With respect to searching, it was stated that multiple searching criteria could be defined simultaneously, and partial results of each separate search would be combined using predefined logical operators. To preserve bandwidth and increase responsiveness, results of searches would first be transmitted in a compacted “preview” format.

Project achievements

Technically, the project has achieved, in some cases even surpassed its original objectives, and has followed general technological advances while remaining at the forefront of state of the art. Specifically, a system has been developed incorporating an extensive set of multimedia technologies by seamless integration of three major processing subsystems (text, speech, image) producing a rich collection of XML metadata annotations following the MPEG-7 standard. These annotations are merged and loaded into the CIMWOS Multimedia Database. A user-friendly web-based interface allows users to efficiently search and retrieve video segments by a combination of media description, content metadata, and natural language text. The database is a large collection of broadcast news and documentaries in three European languages (English, Greek, and French), while the open architecture allows for more languages to be added in the future. CIMWOS uses a multifaceted approach to locate important segments within multimedia material, employing state-of-the-art algorithms for text, speech and image processing. The audio processing operations employ robust continuous speech recognition, speech/non-speech classification, speaker clustering and speaker identification. Continuous speech recognition technologies produce transcriptions of what is said, determining who is speaking, or what topic a story is about. Text processing tools operate on the transcription produced by the speech recogniser and perform named entity detection, term recognition, topic detection, and story segmentation. Image processing algorithms extract features to be used for pattern matching and recognition of object classes, including scenes, logos, and certain objects, particularly emphasizing detection and recognition of faces. Text displayed in the images (captions, subtitles etc.) is also detected and recognized.

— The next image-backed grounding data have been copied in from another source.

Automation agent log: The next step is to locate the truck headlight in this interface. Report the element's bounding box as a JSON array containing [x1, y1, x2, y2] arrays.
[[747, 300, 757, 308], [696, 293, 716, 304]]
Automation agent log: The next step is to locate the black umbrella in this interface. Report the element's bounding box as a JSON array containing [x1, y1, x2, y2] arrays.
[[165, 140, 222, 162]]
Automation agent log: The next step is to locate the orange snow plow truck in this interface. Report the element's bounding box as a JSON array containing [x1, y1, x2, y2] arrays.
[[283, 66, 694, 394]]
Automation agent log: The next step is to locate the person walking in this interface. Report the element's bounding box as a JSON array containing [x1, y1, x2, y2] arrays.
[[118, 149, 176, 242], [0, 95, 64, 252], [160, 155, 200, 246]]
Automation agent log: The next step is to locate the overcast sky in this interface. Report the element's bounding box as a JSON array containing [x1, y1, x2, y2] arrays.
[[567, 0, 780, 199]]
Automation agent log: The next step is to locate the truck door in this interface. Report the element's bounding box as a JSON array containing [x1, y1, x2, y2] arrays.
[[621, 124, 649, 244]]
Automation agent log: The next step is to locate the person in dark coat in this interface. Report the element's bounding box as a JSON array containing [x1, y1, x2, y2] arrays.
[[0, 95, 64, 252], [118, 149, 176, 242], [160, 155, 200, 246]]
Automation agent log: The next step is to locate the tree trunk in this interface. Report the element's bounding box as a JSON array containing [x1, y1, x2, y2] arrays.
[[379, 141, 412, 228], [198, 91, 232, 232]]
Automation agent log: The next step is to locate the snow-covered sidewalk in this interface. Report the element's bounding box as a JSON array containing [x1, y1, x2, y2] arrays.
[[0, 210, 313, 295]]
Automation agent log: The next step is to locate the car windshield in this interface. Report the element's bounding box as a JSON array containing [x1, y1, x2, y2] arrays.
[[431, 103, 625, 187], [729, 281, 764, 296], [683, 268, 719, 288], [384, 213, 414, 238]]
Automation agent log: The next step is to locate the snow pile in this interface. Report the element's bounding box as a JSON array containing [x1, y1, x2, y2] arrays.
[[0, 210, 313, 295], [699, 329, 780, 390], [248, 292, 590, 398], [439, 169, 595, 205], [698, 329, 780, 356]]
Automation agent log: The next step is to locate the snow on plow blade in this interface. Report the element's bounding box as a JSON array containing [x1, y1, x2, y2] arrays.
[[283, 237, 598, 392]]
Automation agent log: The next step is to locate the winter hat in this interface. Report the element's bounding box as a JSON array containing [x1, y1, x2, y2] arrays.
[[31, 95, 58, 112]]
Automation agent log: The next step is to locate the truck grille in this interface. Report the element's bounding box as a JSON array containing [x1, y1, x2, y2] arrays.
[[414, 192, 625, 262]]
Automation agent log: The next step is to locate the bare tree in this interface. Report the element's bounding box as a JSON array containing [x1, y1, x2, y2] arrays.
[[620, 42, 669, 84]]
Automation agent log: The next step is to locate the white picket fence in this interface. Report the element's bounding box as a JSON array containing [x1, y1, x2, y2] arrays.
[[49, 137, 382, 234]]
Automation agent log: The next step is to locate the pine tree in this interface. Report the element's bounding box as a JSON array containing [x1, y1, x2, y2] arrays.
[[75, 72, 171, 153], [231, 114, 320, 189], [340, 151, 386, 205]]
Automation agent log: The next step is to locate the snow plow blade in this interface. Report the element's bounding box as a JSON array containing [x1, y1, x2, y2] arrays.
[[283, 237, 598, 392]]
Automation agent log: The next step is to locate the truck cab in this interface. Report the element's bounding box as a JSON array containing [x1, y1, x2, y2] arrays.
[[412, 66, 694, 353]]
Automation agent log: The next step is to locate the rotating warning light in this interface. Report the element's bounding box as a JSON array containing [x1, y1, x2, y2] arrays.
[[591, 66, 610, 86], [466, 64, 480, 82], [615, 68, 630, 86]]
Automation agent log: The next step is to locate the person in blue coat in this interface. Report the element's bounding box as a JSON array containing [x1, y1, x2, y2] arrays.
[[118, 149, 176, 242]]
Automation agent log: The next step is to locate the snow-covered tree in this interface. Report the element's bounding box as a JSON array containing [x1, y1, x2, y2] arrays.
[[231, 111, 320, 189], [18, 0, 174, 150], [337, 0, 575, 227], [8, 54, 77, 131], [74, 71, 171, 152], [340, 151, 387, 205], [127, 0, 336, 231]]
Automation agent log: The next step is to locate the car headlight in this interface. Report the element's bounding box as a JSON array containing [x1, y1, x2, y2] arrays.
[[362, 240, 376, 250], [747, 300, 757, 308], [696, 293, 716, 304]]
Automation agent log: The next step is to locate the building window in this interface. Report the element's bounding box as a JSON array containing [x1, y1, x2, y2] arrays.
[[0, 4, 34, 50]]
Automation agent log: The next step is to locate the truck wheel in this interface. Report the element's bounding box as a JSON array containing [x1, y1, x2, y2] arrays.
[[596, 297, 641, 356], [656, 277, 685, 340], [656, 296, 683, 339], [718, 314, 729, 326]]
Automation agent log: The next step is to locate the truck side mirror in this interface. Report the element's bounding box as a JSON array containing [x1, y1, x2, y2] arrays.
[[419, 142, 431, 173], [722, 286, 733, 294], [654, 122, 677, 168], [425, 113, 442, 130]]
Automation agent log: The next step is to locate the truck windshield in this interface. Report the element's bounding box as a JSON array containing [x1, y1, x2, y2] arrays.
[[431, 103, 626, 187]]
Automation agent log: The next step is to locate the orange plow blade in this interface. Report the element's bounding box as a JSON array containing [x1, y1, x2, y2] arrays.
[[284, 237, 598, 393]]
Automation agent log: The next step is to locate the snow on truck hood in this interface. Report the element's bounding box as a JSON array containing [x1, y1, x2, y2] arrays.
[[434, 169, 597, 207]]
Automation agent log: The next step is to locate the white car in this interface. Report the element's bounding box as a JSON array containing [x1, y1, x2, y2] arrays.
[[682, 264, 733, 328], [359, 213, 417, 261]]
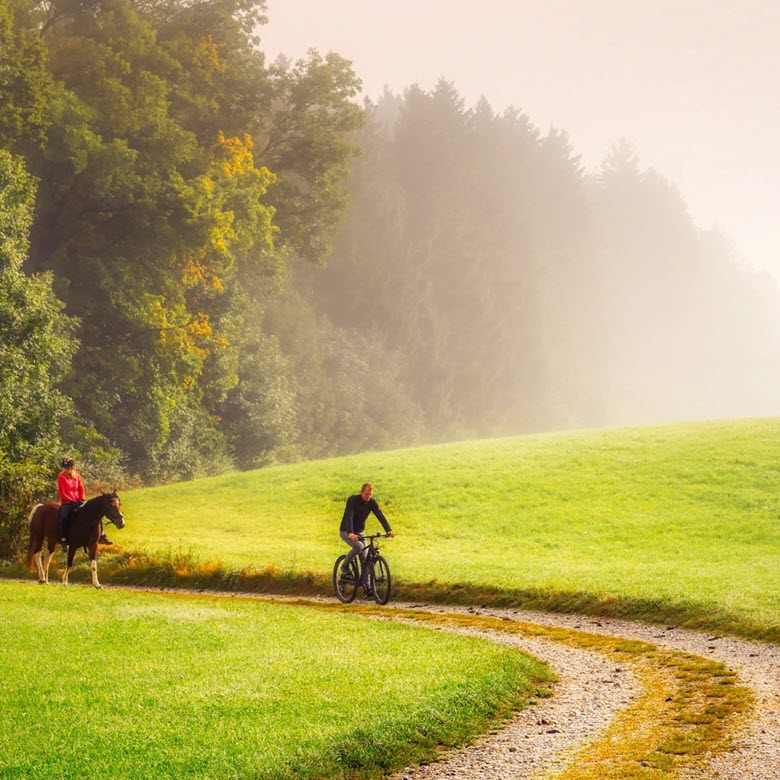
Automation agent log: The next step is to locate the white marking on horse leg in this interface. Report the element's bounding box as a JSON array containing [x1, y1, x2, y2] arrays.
[[91, 560, 101, 589], [62, 566, 69, 585], [43, 551, 53, 583], [34, 552, 44, 582]]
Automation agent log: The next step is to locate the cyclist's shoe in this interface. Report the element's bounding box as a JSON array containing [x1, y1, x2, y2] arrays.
[[339, 569, 354, 583], [362, 585, 375, 598]]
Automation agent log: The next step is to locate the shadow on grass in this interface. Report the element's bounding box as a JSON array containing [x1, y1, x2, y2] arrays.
[[4, 546, 778, 644]]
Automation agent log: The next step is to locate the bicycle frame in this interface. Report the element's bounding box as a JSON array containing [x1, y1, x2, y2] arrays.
[[349, 532, 383, 572]]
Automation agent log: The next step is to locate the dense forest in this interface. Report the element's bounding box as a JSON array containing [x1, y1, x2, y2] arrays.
[[2, 0, 779, 553], [308, 86, 780, 438]]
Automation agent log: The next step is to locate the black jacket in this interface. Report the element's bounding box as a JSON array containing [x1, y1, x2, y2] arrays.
[[340, 494, 391, 535]]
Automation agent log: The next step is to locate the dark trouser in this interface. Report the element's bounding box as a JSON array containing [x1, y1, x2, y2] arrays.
[[59, 502, 79, 539], [340, 532, 369, 584]]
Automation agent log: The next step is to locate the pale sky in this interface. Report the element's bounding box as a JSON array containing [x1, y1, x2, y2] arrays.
[[259, 0, 780, 283]]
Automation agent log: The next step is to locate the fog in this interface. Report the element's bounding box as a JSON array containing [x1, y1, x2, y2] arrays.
[[261, 0, 780, 433], [261, 0, 780, 285]]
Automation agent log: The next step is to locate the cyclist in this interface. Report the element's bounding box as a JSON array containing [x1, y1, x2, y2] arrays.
[[339, 482, 396, 592]]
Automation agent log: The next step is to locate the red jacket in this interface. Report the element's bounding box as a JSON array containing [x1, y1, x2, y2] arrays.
[[58, 471, 85, 504]]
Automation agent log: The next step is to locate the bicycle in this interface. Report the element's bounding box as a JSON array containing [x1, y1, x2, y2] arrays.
[[333, 533, 392, 605]]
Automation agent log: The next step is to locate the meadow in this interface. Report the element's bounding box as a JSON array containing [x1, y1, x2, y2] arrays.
[[110, 418, 780, 640], [0, 581, 551, 780]]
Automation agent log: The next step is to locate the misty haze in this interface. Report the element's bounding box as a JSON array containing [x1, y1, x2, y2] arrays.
[[292, 84, 780, 445]]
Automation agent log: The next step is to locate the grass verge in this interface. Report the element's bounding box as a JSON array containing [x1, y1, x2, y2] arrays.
[[0, 581, 552, 780]]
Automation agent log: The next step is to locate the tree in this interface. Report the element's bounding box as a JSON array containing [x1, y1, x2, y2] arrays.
[[260, 50, 364, 264], [0, 150, 76, 555], [0, 0, 52, 151], [31, 0, 278, 471], [11, 0, 366, 478]]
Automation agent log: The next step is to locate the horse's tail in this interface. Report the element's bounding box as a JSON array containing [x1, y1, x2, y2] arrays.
[[25, 504, 43, 571]]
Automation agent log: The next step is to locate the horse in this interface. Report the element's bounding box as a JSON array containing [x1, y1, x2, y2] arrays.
[[26, 492, 126, 588]]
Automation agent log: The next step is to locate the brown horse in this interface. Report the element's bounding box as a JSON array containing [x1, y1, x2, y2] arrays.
[[26, 492, 126, 588]]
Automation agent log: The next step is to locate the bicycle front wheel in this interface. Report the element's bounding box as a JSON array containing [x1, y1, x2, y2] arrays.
[[370, 555, 392, 605], [333, 555, 360, 603]]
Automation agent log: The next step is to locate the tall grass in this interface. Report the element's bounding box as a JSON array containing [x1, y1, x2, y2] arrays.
[[0, 581, 551, 780], [29, 418, 780, 639]]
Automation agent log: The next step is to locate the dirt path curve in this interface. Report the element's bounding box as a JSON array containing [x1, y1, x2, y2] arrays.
[[386, 602, 780, 780]]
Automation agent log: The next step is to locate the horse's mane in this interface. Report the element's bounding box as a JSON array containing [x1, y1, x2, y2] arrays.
[[80, 493, 113, 513]]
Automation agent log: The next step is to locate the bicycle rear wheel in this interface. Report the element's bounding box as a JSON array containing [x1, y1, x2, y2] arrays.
[[333, 555, 360, 603], [370, 555, 392, 605]]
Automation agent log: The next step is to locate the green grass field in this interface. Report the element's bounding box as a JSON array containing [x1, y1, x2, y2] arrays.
[[0, 581, 550, 780], [107, 418, 780, 640]]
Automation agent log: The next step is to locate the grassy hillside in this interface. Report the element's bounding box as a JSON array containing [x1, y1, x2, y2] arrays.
[[100, 419, 780, 638], [0, 582, 550, 780]]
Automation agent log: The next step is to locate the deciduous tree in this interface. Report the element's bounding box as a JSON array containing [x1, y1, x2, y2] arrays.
[[0, 151, 76, 554]]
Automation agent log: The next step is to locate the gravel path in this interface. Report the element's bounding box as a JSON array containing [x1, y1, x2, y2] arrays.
[[386, 622, 638, 780], [386, 603, 780, 780]]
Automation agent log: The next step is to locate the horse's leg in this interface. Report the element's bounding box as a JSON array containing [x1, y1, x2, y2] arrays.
[[33, 550, 44, 583], [41, 512, 60, 585], [42, 548, 53, 584], [61, 547, 75, 585], [88, 544, 101, 589], [27, 505, 46, 582]]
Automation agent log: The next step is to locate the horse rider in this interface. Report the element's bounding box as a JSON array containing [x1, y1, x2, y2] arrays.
[[58, 457, 85, 552], [57, 458, 114, 549]]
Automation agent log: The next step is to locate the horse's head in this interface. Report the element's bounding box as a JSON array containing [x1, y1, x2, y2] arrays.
[[102, 491, 126, 530]]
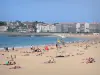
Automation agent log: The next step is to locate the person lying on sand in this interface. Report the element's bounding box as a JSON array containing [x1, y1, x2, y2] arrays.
[[32, 48, 41, 53], [44, 56, 56, 64], [9, 66, 21, 69], [86, 57, 95, 64], [82, 57, 95, 64], [0, 60, 16, 65], [36, 51, 44, 56]]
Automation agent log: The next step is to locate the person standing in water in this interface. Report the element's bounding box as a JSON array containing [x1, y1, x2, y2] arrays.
[[56, 43, 59, 50], [12, 47, 15, 51], [4, 47, 9, 52]]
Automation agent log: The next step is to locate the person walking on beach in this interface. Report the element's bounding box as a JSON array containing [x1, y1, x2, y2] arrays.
[[56, 43, 59, 50], [30, 45, 33, 50], [61, 39, 65, 47], [14, 55, 16, 59], [11, 55, 14, 61], [4, 47, 9, 52], [12, 47, 14, 51]]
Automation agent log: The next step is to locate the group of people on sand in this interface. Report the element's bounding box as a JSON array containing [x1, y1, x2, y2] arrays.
[[56, 38, 66, 49], [30, 45, 49, 53], [4, 47, 9, 52], [1, 36, 100, 66], [0, 55, 16, 66], [0, 52, 21, 69], [4, 47, 15, 52], [82, 57, 95, 64], [30, 46, 41, 52], [20, 45, 51, 56]]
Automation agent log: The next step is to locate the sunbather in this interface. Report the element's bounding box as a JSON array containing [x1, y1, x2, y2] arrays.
[[9, 66, 21, 69], [0, 60, 16, 65]]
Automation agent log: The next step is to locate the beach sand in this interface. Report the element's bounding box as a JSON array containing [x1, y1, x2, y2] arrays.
[[0, 35, 100, 75]]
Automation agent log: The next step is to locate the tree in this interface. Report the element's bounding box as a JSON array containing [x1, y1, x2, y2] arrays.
[[15, 20, 22, 26], [0, 21, 7, 26], [15, 20, 21, 24], [20, 23, 25, 27]]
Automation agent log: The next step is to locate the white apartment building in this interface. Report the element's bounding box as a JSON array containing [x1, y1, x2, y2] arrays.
[[36, 24, 42, 33], [76, 23, 80, 33], [36, 24, 56, 32], [41, 24, 49, 32], [55, 24, 62, 32], [48, 24, 56, 32], [78, 22, 90, 33], [84, 23, 89, 32]]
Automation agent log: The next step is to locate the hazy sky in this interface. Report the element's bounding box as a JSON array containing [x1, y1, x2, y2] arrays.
[[0, 0, 100, 23]]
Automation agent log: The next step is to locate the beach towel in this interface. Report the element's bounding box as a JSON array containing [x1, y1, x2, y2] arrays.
[[5, 61, 9, 65]]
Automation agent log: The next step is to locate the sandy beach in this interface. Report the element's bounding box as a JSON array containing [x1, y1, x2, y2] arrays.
[[0, 35, 100, 75]]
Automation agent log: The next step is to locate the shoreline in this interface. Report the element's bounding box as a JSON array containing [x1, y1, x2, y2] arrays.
[[0, 32, 100, 36], [0, 38, 90, 50], [0, 34, 98, 50], [0, 37, 94, 50]]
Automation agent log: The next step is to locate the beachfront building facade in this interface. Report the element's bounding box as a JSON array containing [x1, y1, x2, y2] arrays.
[[55, 23, 76, 33], [2, 21, 100, 33], [84, 23, 90, 32], [96, 23, 100, 33], [76, 23, 81, 33], [62, 24, 68, 32], [36, 23, 42, 33], [67, 23, 76, 33], [89, 23, 97, 33], [55, 23, 62, 32], [48, 24, 56, 32], [80, 23, 90, 33], [41, 24, 49, 32], [0, 26, 8, 32], [36, 23, 56, 33], [80, 23, 85, 33]]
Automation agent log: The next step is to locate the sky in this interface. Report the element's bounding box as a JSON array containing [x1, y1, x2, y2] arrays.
[[0, 0, 100, 23]]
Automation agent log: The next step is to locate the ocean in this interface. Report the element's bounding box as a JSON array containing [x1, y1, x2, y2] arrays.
[[0, 35, 87, 49]]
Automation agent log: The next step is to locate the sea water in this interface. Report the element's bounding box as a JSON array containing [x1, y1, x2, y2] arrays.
[[0, 35, 87, 49]]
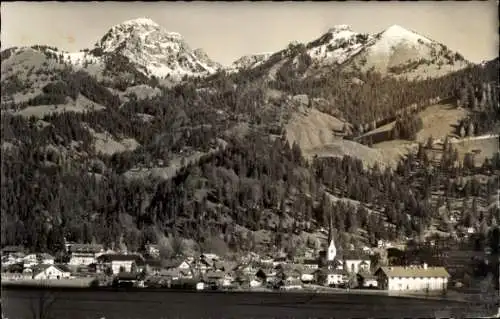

The system has been tested by two user groups, one in Greece and one in Belgium, with respect to both the performance of the processing components and the usability and efficiency of the search and retrieval system. While weaknesses and points needing further development have been identified, it has been concluded that the system is near a practically usable state and that it offers features not available in commercial applications. Indeed, CIMWOS has met with enthusiasm when presented at conferences oriented for the target market of media and broadcasting, and realistic prospects for further development and commercial exploitation have emerged.